Etranger peut-être à toutes ces spéculations, Vincent Lambert se contente de dépendre de l’amour et de la présence de ses parents, des soins médicaux qui lui sont prodigués. Trahi par les siens, y compris par ceux de son propre sang, livré à l’agonie de la soif et de la faim dans des souffrances qui restent son secret, Vincent vit sa Pâque. Saint Benoit, patron de l’Europe, fêté le 11 juillet, l’accueille sans aucun doute à la porte du ciel. « La sagesse commence avec la crainte du Seigneur », lui murmure-t-il à l’oreille, comme il le fit toute sa vie durant, avec ses simples moines comme avec les puissants, posant les fondations de l’Europe chrétienne sur la roche de l’humilité :
« Voici donc le premier degré d’humilité: se remettant toujours devant les yeux la crainte de Dieu, il consiste à fuir toute négligence et à se rappeler sans cesse tout ce que Dieu a commandé. »
Et pour ce faire, précise-t-il, « on repassera constamment dans son esprit, d’une part, comment la géhenne brûle, pour leurs péchés, ceux qui méprisent Dieu, et comment, d’autre part, la vie éternelle récompense ceux qui le craignent »[1].
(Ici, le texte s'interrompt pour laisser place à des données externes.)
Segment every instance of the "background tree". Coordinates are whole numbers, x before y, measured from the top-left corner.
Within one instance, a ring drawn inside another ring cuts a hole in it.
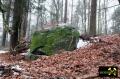
[[[112,31],[113,33],[120,33],[120,7],[118,7],[112,15],[113,26]]]
[[[26,18],[26,14],[24,14],[24,12],[26,12],[26,3],[27,0],[15,0],[14,2],[12,23],[13,33],[10,38],[10,50],[14,49],[19,44],[21,36],[24,36],[22,34],[26,33],[22,31],[23,33],[21,34],[21,29],[26,29],[26,24],[24,25]]]
[[[90,16],[90,34],[96,34],[96,10],[97,0],[91,1],[91,16]]]
[[[67,6],[68,6],[68,0],[65,0],[64,23],[67,22]]]

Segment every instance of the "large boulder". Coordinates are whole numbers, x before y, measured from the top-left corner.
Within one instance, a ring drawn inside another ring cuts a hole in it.
[[[58,53],[59,50],[72,51],[76,48],[79,32],[73,27],[57,27],[51,30],[38,31],[32,35],[31,51],[41,48],[47,55]]]

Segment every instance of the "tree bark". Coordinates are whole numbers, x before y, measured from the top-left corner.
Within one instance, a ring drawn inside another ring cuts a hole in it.
[[[5,24],[9,26],[11,0],[9,0],[9,2],[8,2],[8,7],[9,7],[9,9],[7,10],[6,16],[4,16],[4,17],[6,17],[6,19],[4,18],[3,22],[5,22]],[[3,23],[3,25],[5,25],[5,24]],[[3,27],[3,37],[2,37],[2,46],[3,47],[5,47],[6,36],[7,36],[7,31],[5,30],[5,27]]]
[[[10,37],[10,50],[14,49],[19,44],[22,25],[23,2],[24,0],[15,0],[14,2],[12,25],[13,33]]]
[[[64,23],[67,22],[67,6],[68,6],[68,0],[65,0]]]
[[[97,9],[97,0],[92,0],[91,16],[90,16],[90,35],[96,34],[96,9]]]

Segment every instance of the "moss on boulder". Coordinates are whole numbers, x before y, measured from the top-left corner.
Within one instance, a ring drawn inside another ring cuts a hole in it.
[[[32,35],[30,49],[34,50],[38,46],[44,46],[42,51],[47,55],[57,53],[64,49],[72,51],[76,47],[76,40],[79,39],[79,32],[73,27],[57,27],[47,31],[35,32]]]

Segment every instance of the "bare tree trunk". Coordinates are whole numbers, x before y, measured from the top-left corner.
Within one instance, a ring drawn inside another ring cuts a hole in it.
[[[9,17],[10,17],[10,7],[11,7],[11,0],[9,0],[6,5],[8,5],[9,9],[7,10],[6,15],[4,15],[3,19],[3,25],[9,25]],[[6,18],[5,18],[6,17]],[[5,30],[5,27],[3,27],[3,37],[2,37],[2,46],[5,47],[6,43],[6,36],[7,36],[7,31]]]
[[[63,22],[63,0],[62,0],[62,2],[61,2],[61,22]]]
[[[101,28],[101,0],[99,0],[99,12],[98,12],[98,34],[101,34],[100,28]]]
[[[88,0],[88,29],[87,29],[88,33],[90,32],[90,13],[91,13],[90,7],[91,7],[91,0]]]
[[[14,49],[19,44],[19,36],[22,24],[22,14],[23,14],[23,2],[24,0],[15,0],[14,10],[13,10],[13,33],[10,37],[10,50]]]
[[[84,3],[84,32],[87,33],[87,28],[86,28],[86,0],[83,1]]]
[[[104,0],[104,8],[105,8],[105,34],[107,34],[107,0]]]
[[[90,34],[96,34],[96,9],[97,9],[97,0],[91,1],[91,16],[90,16]]]
[[[73,22],[73,0],[72,0],[72,7],[71,7],[71,25]]]
[[[65,0],[64,23],[67,22],[67,5],[68,5],[68,0]]]

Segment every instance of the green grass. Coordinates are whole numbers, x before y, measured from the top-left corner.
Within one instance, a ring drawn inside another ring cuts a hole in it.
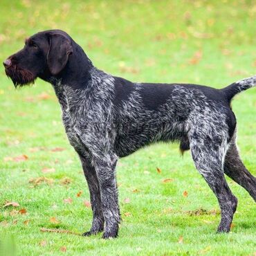
[[[71,34],[96,66],[113,75],[221,88],[256,73],[255,10],[255,2],[246,0],[1,0],[0,60],[20,49],[26,37],[58,28]],[[51,85],[37,80],[32,87],[15,90],[3,68],[0,72],[0,254],[10,250],[3,247],[15,246],[19,255],[62,255],[63,246],[68,255],[255,255],[253,200],[228,179],[239,205],[232,232],[217,235],[217,199],[190,153],[183,158],[172,144],[152,145],[120,161],[123,221],[118,239],[40,232],[88,230],[91,212],[84,201],[89,192]],[[232,108],[241,157],[256,175],[256,91],[237,96]],[[53,152],[55,147],[65,150]],[[6,161],[22,154],[28,159]],[[43,173],[46,167],[55,172]],[[53,183],[29,183],[42,176]],[[63,184],[65,178],[69,184]],[[173,181],[164,183],[165,179]],[[72,203],[64,203],[69,197]],[[20,206],[3,208],[8,201]],[[23,208],[26,214],[13,211]],[[51,223],[51,217],[59,223]]]

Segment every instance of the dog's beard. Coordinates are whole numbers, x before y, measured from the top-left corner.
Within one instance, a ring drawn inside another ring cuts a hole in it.
[[[31,71],[18,68],[17,66],[12,66],[10,68],[6,68],[6,73],[8,77],[10,77],[15,88],[34,84],[37,78]]]

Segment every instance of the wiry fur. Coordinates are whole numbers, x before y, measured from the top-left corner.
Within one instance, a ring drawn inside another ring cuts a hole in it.
[[[64,39],[69,40],[68,53],[73,53],[57,75],[51,73],[48,66],[54,70],[57,67],[49,65],[46,53],[54,45],[53,33],[65,35]],[[94,67],[82,48],[62,31],[39,33],[31,39],[38,38],[41,42],[44,40],[40,47],[46,66],[34,73],[53,86],[68,138],[80,156],[90,191],[93,219],[84,235],[103,229],[104,238],[118,235],[118,158],[157,141],[179,141],[181,152],[191,149],[196,167],[219,201],[219,232],[230,230],[237,204],[224,172],[256,201],[256,179],[238,154],[236,120],[230,107],[236,93],[256,84],[255,76],[221,90],[195,84],[132,83]],[[19,60],[19,54],[10,60]],[[27,68],[26,65],[22,68]]]

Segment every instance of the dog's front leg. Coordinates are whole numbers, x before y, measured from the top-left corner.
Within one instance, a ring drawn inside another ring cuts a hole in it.
[[[93,223],[89,231],[84,232],[83,236],[89,236],[103,231],[104,217],[100,199],[100,185],[94,167],[91,165],[90,160],[79,154],[84,176],[90,192],[91,209],[93,210]]]
[[[96,157],[93,161],[99,181],[101,202],[105,221],[103,238],[116,237],[120,221],[116,165],[118,158],[113,154]]]

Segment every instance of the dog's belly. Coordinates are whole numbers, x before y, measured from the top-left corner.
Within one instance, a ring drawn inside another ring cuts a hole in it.
[[[122,129],[115,142],[116,152],[119,157],[127,156],[141,147],[158,141],[180,141],[187,137],[185,122],[158,124],[154,127],[129,127]]]

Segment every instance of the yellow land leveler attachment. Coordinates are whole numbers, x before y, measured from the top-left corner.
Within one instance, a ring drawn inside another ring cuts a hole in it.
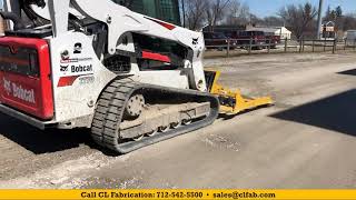
[[[270,97],[249,98],[241,94],[240,90],[231,91],[218,83],[220,71],[205,71],[209,92],[217,96],[220,101],[220,113],[237,114],[258,107],[271,106]]]

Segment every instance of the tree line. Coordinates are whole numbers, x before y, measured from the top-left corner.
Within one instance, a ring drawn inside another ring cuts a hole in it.
[[[268,26],[287,27],[296,38],[316,37],[317,6],[309,2],[287,4],[276,10],[276,14],[259,18],[250,12],[248,4],[240,0],[179,0],[182,20],[187,28],[200,30],[204,27],[227,26]],[[336,29],[356,29],[356,14],[344,13],[342,7],[328,7],[323,21],[335,22]]]

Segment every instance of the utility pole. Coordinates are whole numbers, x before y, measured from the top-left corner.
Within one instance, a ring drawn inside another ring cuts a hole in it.
[[[320,32],[322,32],[323,4],[324,4],[324,0],[319,0],[318,29],[317,29],[318,32],[316,33],[317,39],[320,39]]]
[[[186,28],[186,3],[181,0],[182,27]]]

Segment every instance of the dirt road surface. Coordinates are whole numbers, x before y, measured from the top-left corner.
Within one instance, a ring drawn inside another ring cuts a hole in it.
[[[39,131],[0,114],[0,188],[355,188],[356,56],[206,60],[221,83],[275,107],[125,156],[86,131]]]

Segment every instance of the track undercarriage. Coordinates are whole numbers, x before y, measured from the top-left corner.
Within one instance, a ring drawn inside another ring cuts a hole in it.
[[[97,143],[127,153],[206,127],[218,114],[218,99],[207,92],[126,78],[111,82],[101,94],[91,132]]]

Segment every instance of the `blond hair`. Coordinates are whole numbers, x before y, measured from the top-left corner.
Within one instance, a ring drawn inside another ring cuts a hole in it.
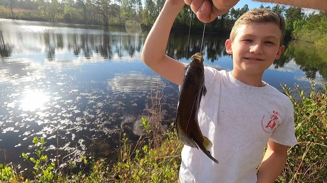
[[[284,18],[280,14],[269,9],[258,8],[246,12],[236,21],[232,29],[230,39],[232,41],[236,36],[237,29],[243,25],[251,22],[274,23],[279,27],[282,33],[280,45],[282,45],[285,35],[285,23]]]

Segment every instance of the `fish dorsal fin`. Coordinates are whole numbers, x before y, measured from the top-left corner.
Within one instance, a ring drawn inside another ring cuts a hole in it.
[[[195,144],[194,141],[191,138],[190,135],[186,134],[183,130],[179,123],[177,124],[177,134],[178,135],[178,138],[180,141],[185,145],[190,146],[192,148],[198,148],[198,146]]]

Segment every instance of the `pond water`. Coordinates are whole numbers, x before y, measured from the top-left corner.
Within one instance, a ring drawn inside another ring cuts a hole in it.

Et au fait Dieu, que pense-t-Il de tout cela ?
[1] Règle, chapitre 7.
Merci Peter pour votre article. Il n’y a rien à redire. C’est exactement le regard de foi qui est absent en France. Le manque de courage des prélats devant l’ignominie étatique d’un gouvernement prétendument démocratique est affligeant. Hitler n’a pas mieux fait en voulant épurer la race notamment en supprimant les handicapés. On se bat la coulpe en regardant l’histoire, quelle ironie du sort. On a beau dire: « oui il faut le soulager », ne concevant qu’une seule dimension de la vie humaine. L’homme n’est plus corps et âme, il n’est que corps.
Encore, récemment, je rencontrais un prêtre qui après douze ans de sacerdoce a eu un accident de voiture qui l’a rendu tétraplégique. Cela fait vingt ans qu’il végète sur son lit d’hôpital. Je lui demandais: « dites moi, mon père, comment avez vous vécu cet accident qui a franchement limité votre vie sacerdotale? » et lui de me répondre d’une voie enveloppée de silence: « je n’aurais pas pu imaginer meilleure vie sacerdotale. ». Vincent Lambert ne vivait il pas d’une manière mystérieusement féconde sa vie d’homme, de fils et d’époux?